CVApr 4, 2018

Self-supervised Learning of Geometrically Stable Features Through Probabilistic Introspection

arXiv:1804.01552v177 citations
Originality Incremental advance
AI Analysis

This addresses the need for reduced manual labeling in geometry-oriented computer vision tasks, though it builds incrementally on existing unsupervised landmark detection ideas.

The paper tackled the problem of extending self-supervised learning to geometry-oriented tasks like semantic matching and part detection by learning dense distinctive visual descriptors from unlabelled images using synthetic transformations and a robust probabilistic formulation. The result showed that a network pre-trained this way requires significantly less supervision for learning semantic object parts and performs excellently for semantic object matching.
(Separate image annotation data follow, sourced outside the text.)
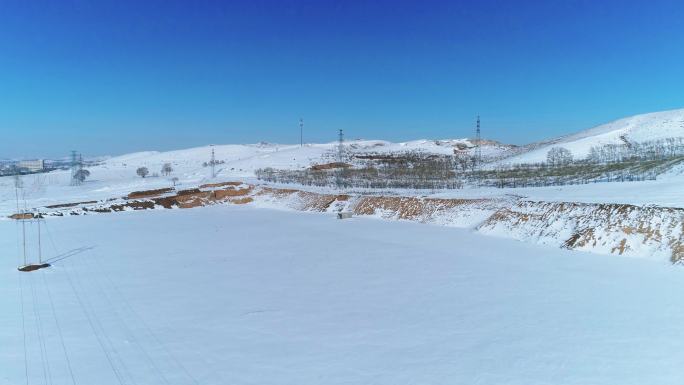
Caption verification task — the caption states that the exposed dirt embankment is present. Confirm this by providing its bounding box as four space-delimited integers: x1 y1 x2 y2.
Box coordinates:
478 201 684 263
26 182 684 264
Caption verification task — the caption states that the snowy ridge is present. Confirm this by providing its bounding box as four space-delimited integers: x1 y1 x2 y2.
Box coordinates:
496 109 684 163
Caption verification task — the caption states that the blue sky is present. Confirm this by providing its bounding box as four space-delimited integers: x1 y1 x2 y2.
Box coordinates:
0 0 684 158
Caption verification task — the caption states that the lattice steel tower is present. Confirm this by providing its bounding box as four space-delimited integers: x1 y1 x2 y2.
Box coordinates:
475 115 482 166
337 129 344 163
299 118 304 147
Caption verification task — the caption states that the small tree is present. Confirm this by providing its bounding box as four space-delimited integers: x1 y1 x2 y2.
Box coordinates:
74 169 90 183
135 167 150 178
162 163 173 176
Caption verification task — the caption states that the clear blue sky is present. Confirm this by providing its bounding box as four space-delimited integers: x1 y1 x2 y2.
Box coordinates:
0 0 684 158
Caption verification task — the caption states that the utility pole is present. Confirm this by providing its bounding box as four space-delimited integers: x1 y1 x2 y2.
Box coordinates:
299 118 304 147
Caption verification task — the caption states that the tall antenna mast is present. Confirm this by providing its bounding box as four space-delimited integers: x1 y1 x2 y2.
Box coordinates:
475 115 482 166
299 118 304 147
210 145 216 179
337 129 344 163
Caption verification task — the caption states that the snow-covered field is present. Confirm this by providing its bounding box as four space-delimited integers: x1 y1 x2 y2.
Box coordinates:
0 206 684 385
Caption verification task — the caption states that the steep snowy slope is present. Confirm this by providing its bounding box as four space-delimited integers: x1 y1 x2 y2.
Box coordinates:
504 109 684 163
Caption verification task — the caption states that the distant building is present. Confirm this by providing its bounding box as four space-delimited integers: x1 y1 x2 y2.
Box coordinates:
17 159 45 172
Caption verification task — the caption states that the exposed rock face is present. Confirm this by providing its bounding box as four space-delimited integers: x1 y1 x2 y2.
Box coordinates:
29 182 684 264
478 201 684 263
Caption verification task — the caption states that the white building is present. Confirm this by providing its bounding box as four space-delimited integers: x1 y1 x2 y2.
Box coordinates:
17 159 45 171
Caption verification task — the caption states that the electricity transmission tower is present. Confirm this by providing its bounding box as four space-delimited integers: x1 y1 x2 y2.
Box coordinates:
209 146 216 179
475 115 482 167
299 118 304 147
71 151 83 186
337 129 344 163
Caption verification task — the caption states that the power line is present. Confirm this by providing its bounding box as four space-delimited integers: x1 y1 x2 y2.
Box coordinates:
41 270 76 385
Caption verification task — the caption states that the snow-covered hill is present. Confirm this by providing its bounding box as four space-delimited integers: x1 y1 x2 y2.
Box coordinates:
496 109 684 164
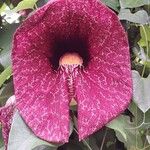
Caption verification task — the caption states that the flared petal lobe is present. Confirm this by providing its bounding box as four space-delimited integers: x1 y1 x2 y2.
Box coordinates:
12 0 131 142
0 96 15 149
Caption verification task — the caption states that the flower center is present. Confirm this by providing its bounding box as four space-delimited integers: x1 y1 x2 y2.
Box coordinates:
59 52 83 65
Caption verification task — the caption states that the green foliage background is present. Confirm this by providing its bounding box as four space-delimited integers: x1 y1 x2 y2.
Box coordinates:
0 0 150 150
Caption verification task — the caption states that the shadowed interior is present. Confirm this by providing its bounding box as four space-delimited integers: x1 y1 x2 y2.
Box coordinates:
50 36 90 70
Self-supervision can dramatically cut back the amount of manually-labelled data required to train deep neural networks. While self-supervision has usually been considered for tasks such as image classification, in this paper we aim at extending it to geometry-oriented tasks such as semantic matching and part detection. We do so by building on several recent ideas in unsupervised landmark detection. Our approach learns dense distinctive visual descriptors from an unlabelled dataset of images using synthetic image transformations. It does so by means of a robust probabilistic formulation that can introspectively determine which image regions are likely to result in stable image matching. We show empirically that a network pre-trained in this manner requires significantly less supervision to learn semantic object parts compared to numerous pre-training alternatives. We also show that the pre-trained representation is excellent for semantic object matching.